European stocks fell early on Monday, tracking losses on Wall Street as oil shares followed crude into the red and banks slipped
European stocks fell early on Monday, tracking losses on Wall Street as oil shares followed crude into the red and banks slipped.
At 0821 GMT the pan-European FTSEurofirst 300 index was down 0.4 percent at 855.86 points.
Oil and gas shares took the most points off the index, with BP , Royal Dutch Shell and Total losing between 0.9 and 1.5 percent as crude oil fell more than 2 percent to below $56 a barrel.
Among banks UBS was down 3.2 percent, while HSBC and BNP Paribas both lost 1 percent.
Deutsche Bank rose 0.7 percent after the bank's chief executive was quoted as saying in an interview to a German paper that Germany's largest bank will not need money from the state to survive the financial crisis.
Investors were also digesting data that showed Japan, the world's second-largest economy, has slipped into recession. Japan's economy shrank 0.1 percent in the third quarter for its second straight quarter of contraction.
Adding to the grim mood, the Confederation of British Industry said on Monday Britain will suffer its sharpest economic contraction in almost two decades next year and the number of people out of work could rise to nearly 3 million by 2010.
The Group of 20 world leaders agreed Saturday to a raft of fiscal and monetary steps to rescue the global economy, but it was left to individual governments to tailor their response to their particular circumstances.

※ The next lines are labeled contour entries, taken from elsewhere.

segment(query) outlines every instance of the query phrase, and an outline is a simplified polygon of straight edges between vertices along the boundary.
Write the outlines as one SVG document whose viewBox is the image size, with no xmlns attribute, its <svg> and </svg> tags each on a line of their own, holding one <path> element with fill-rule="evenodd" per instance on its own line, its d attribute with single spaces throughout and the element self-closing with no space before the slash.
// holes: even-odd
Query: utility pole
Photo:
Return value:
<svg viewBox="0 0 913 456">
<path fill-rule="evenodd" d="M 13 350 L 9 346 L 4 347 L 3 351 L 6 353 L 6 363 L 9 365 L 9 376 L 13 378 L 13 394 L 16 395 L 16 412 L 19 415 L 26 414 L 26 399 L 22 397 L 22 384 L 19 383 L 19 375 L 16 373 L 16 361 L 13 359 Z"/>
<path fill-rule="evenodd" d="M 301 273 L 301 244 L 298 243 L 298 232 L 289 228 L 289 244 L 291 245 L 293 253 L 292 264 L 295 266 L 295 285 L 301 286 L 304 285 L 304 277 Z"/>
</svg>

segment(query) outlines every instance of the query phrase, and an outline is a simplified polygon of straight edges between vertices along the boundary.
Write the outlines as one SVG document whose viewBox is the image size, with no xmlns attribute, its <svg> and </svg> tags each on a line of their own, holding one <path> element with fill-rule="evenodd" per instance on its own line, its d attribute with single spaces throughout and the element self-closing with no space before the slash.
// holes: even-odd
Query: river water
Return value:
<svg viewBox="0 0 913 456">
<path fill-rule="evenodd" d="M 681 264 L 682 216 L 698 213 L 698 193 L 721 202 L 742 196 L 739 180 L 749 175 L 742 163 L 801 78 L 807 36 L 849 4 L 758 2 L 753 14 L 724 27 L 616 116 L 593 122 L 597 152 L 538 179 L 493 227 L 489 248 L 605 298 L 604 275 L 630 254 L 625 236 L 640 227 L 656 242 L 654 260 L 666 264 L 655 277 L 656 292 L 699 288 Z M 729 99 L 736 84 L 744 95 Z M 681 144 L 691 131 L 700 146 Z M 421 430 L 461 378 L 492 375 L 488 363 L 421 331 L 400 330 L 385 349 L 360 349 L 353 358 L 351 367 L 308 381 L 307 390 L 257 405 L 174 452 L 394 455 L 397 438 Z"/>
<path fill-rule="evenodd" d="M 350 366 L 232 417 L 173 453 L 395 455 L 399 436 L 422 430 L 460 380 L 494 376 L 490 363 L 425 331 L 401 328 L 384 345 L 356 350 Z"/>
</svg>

"It's life after G20. There's not a lot it (G20) could do except come out with warm words and platitudes," said Justin Urquhart Stewart, investment director at Seven Investment Management.
"It's a day to miss, or a day to have a little respite from the turmoil. But it would take very little to send us off in another direction. It's as if we're in between Atlantic depressions," he added.
U.S. stocks lost ground on Friday after a record drop in monthly retail sales heightened worries that U.S. consumers' reluctance to spend will drag the economy into an even deeper downturn than initially expected.